In the study by Berger et al., with the largest Western multicenter series of ESD for esophageal SCC, the proportions for infiltration depth were 64.2 % for m1 – m2, 16.2 % for m3, and 19.5 % for submucosal invasive tumors [5], suggesting that preoperative assessment for the suitability of resection was not feasible. The relatively high incidence of m3 or submucosal SCC at entry could reflect the use of endoscopic ultrasound (EUS) for the evaluation of tumor infiltration depth. In recent decades in Western countries, including France, esophageal EUS has commonly been performed for preoperative assessment even for superficial malignancies [5]. While EUS is an indispensable mainstay for T and N staging in advanced disease, its role for superficial malignancy remains controversial.

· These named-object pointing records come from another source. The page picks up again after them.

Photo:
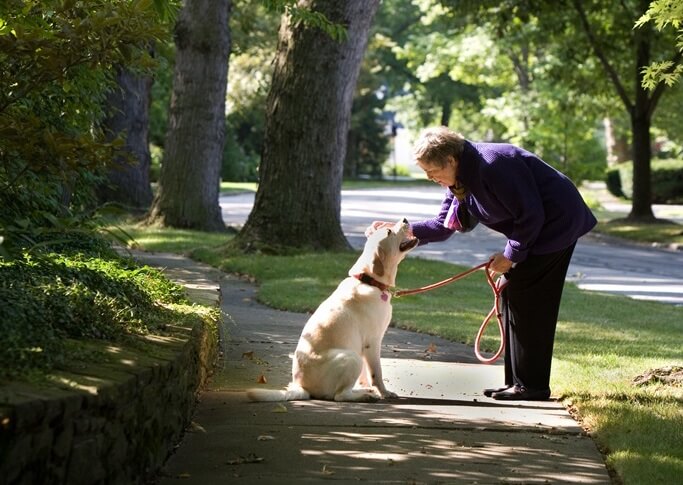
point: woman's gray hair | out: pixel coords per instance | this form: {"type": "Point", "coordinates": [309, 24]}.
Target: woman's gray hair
{"type": "Point", "coordinates": [435, 145]}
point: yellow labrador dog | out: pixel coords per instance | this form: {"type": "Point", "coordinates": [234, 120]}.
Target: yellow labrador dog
{"type": "Point", "coordinates": [338, 354]}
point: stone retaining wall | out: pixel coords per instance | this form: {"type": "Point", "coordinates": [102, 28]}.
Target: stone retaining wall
{"type": "Point", "coordinates": [112, 424]}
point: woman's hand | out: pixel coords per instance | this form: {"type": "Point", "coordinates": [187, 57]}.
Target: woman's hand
{"type": "Point", "coordinates": [499, 263]}
{"type": "Point", "coordinates": [377, 225]}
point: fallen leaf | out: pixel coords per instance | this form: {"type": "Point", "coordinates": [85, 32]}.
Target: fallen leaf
{"type": "Point", "coordinates": [250, 458]}
{"type": "Point", "coordinates": [196, 427]}
{"type": "Point", "coordinates": [279, 408]}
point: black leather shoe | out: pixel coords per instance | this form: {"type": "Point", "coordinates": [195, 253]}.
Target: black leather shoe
{"type": "Point", "coordinates": [489, 392]}
{"type": "Point", "coordinates": [519, 393]}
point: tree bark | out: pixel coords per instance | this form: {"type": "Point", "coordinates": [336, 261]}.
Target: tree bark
{"type": "Point", "coordinates": [128, 183]}
{"type": "Point", "coordinates": [190, 172]}
{"type": "Point", "coordinates": [641, 201]}
{"type": "Point", "coordinates": [298, 203]}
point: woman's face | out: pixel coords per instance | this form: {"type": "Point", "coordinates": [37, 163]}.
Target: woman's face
{"type": "Point", "coordinates": [444, 176]}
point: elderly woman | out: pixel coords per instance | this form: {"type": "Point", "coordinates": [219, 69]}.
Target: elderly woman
{"type": "Point", "coordinates": [542, 214]}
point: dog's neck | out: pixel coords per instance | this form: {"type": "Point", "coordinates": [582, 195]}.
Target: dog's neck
{"type": "Point", "coordinates": [369, 280]}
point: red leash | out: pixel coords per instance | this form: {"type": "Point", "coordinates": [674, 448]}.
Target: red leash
{"type": "Point", "coordinates": [496, 287]}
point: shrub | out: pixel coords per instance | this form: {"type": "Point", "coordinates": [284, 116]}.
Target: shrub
{"type": "Point", "coordinates": [85, 292]}
{"type": "Point", "coordinates": [667, 181]}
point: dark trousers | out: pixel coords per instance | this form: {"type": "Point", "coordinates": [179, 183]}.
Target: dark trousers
{"type": "Point", "coordinates": [530, 306]}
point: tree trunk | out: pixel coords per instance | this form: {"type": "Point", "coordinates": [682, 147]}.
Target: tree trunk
{"type": "Point", "coordinates": [128, 183]}
{"type": "Point", "coordinates": [641, 208]}
{"type": "Point", "coordinates": [190, 172]}
{"type": "Point", "coordinates": [308, 111]}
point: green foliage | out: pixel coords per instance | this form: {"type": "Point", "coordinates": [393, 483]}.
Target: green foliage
{"type": "Point", "coordinates": [666, 181]}
{"type": "Point", "coordinates": [57, 59]}
{"type": "Point", "coordinates": [663, 13]}
{"type": "Point", "coordinates": [78, 288]}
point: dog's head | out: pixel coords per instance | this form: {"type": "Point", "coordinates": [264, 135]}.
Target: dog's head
{"type": "Point", "coordinates": [384, 250]}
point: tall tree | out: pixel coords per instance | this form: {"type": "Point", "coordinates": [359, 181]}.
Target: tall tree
{"type": "Point", "coordinates": [128, 176]}
{"type": "Point", "coordinates": [298, 202]}
{"type": "Point", "coordinates": [190, 172]}
{"type": "Point", "coordinates": [639, 103]}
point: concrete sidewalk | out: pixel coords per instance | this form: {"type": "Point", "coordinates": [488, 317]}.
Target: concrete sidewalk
{"type": "Point", "coordinates": [440, 429]}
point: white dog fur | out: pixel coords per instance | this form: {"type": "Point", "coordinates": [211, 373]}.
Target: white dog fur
{"type": "Point", "coordinates": [338, 354]}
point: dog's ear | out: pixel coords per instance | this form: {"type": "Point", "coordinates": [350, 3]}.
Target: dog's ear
{"type": "Point", "coordinates": [377, 262]}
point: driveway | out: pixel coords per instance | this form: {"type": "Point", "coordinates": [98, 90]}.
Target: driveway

Magnifying endoscopy with narrow band imaging (NBI) is widely used in Eastern countries, and the Japanese Esophageal Society proposed a classification system to optimize diagnostic accuracy in decisions for endoscopic resection [1] [8]. The morphology of intrapapillary capillary loops is classified into type A or B based on the presence of abnormalities including weaving, dilatation, irregular caliber, and diversity in shape. Type B microvessels are further subclassified into B1 – B3 based on the size of the abnormal intrapapillary capillary loops and whether a loop-like appearance is preserved [1] [8]. The prospective multicenter study using this classification showed that the sensitivity and positive predictive value of the B1 type for m1 – m2 tumors were rather high at 97.5 % and 92.4 %, respectively [8], exceeding the accuracy of EUS. In addition, nonmagnifying NBI endoscopy has been considered to be a reliable alternative method for the screening of early esophageal SCC or dysplasia. Although chromoendoscopy with iodine staining remains the gold standard method [1], incorporation of the NBI-based endoscopic evaluations would achieve more accurate preoperative diagnosis regarding tumor infiltration depth, and thus more appropriate endoscopic resection of esophageal SCCs.

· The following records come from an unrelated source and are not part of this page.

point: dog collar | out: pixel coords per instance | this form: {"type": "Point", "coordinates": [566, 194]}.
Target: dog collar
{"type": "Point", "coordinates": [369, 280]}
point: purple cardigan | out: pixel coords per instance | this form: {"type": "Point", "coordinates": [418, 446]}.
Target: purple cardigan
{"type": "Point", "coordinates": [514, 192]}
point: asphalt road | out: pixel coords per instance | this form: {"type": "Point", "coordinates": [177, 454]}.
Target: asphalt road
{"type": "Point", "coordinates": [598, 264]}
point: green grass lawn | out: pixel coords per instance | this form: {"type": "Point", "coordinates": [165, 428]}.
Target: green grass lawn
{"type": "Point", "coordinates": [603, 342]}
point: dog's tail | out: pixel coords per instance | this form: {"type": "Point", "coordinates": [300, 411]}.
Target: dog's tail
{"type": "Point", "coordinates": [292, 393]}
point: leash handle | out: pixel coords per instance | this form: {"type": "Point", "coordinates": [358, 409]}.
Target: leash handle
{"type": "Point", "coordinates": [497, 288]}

Post-ESD esophageal strictures were reported as the main delayed complication in the study by Berger et al. [5]. This problem remains unresolved even in the Eastern experience, particularly in cases of aggressive esophageal ESD for widespread SCC, although endoscopic balloon dilation, steroid administration, or the innovative technique of oral epithelial cell sheet engraftment [1] [2] [6] have been applied to limit post-ESD stricture.

ESD is being increasingly adopted in Western countries, and from these early stages of Western implementation, esophageal ESD could be a safe and efficient method when performed for more carefully selected cases in tertiary settings.